Don't Ignore the Symptoms

  • Published
  • By Master Sgt. Todd Moomaw
  • 132 Fighter Wing

On December 22, 2013 I went in to my civilian job as a Firefighter.  At home the night before I was not feeling well, and was debating if I should stay home sick.  I had flu like symptoms and thought I might be coming down with a cold, but I thought I felt good enough to go to work

Once at work I started morning checks of the trucks and medical bags.  It had snowed the night before and cars were getting stuck in the street in front of the Fire Station so I told my supervisor I was going out to help push cars through the intersection.  I grabbed a radio and put on my high visibility vest, "If your feet are on the street the vest is on your chest."   After going out and pushing a couple cars I felt a tightness in the left center of my chest, and felt a little light headed.  I went in the station to sit down, but after a few minutes there was still pressure in my chest, not pain, but it didn't feel normal.  After the morning meeting, I had another Firefighter take my blood pressure.  As he was checking it his eyes got really big and he asked me if I was OK.  He checked it again turned the dial toward me so I could see and said, "You need to go to doctor right away."

At that point I should have taken at least one aspirin, that I always carry with me for someone else, but never dreamed I would ever need it.  I drove myself to the urgent care clinic, which wasn't open due to the snow, so I drove myself to the Emergency Room.  In hindsight, it would have been better to at least have someone drive me if not have called 911.

At the hospital they checked my troponin and did an EKG.  The troponin test measures the levels of certain proteins called troponin T and troponin I in the blood. These proteins are released when the heart muscle has been damaged.  The more damage there is to the heart, the greater the amount of troponin T and I there will be in the blood.  The EKG (Electrocardiograph or ECG) is a test that checks for problems of the electrical activity of the heart over a period of time, as detected by electrodes attached to the chest on surface of the skin and recorded. There was no troponin in my blood and the EKG results were negative.

 The doctor asked me to rate my chest pain on a scale from 1 to 10, one being a little pain and ten being the most painful thing I had ever experienced.  I said it wasn't really pain, just discomfort that spread to my left shoulder.  I rated it a 5 or 6 on the pain scale.  My blood pressure was still unusually high so I was told that I was going to stay overnight in the hospital and have a stress test in the morning as a precaution. 
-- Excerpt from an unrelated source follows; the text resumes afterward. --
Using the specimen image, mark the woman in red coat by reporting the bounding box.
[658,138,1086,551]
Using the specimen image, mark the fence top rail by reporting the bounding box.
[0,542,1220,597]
A stress test provides information about how your heart works during physical stress. Some heart problems are easier to diagnose when your heart is working hard and beating fast.  This made sense to me since I was exerting myself pushing a car when my chest pressure started. During stress testing, you exercise (walk or run on a treadmill) to make your heart work hard and beat fast. Tests are done on your heart while you exercise. The next day my family doctor visited with me before my stress test.  He didn't think the test would find anything and I would be out of the hospital that afternoon.  Once I completed my stress test and got back to my room everything changed, I was scheduled for an angioplasty with a stent to fix a 99% blockage of my left anterior descending artery.  My reaction was, "This isn't possible.  I'm only in my 40's, I exercise at least 3 times a week, I just passed my Air Force Fitness Assessment in November, I'm not over weight, and there is no family history of early heart disease."  Like it or not despite everything I thought I was doing to prevent it, I had coronary artery disease.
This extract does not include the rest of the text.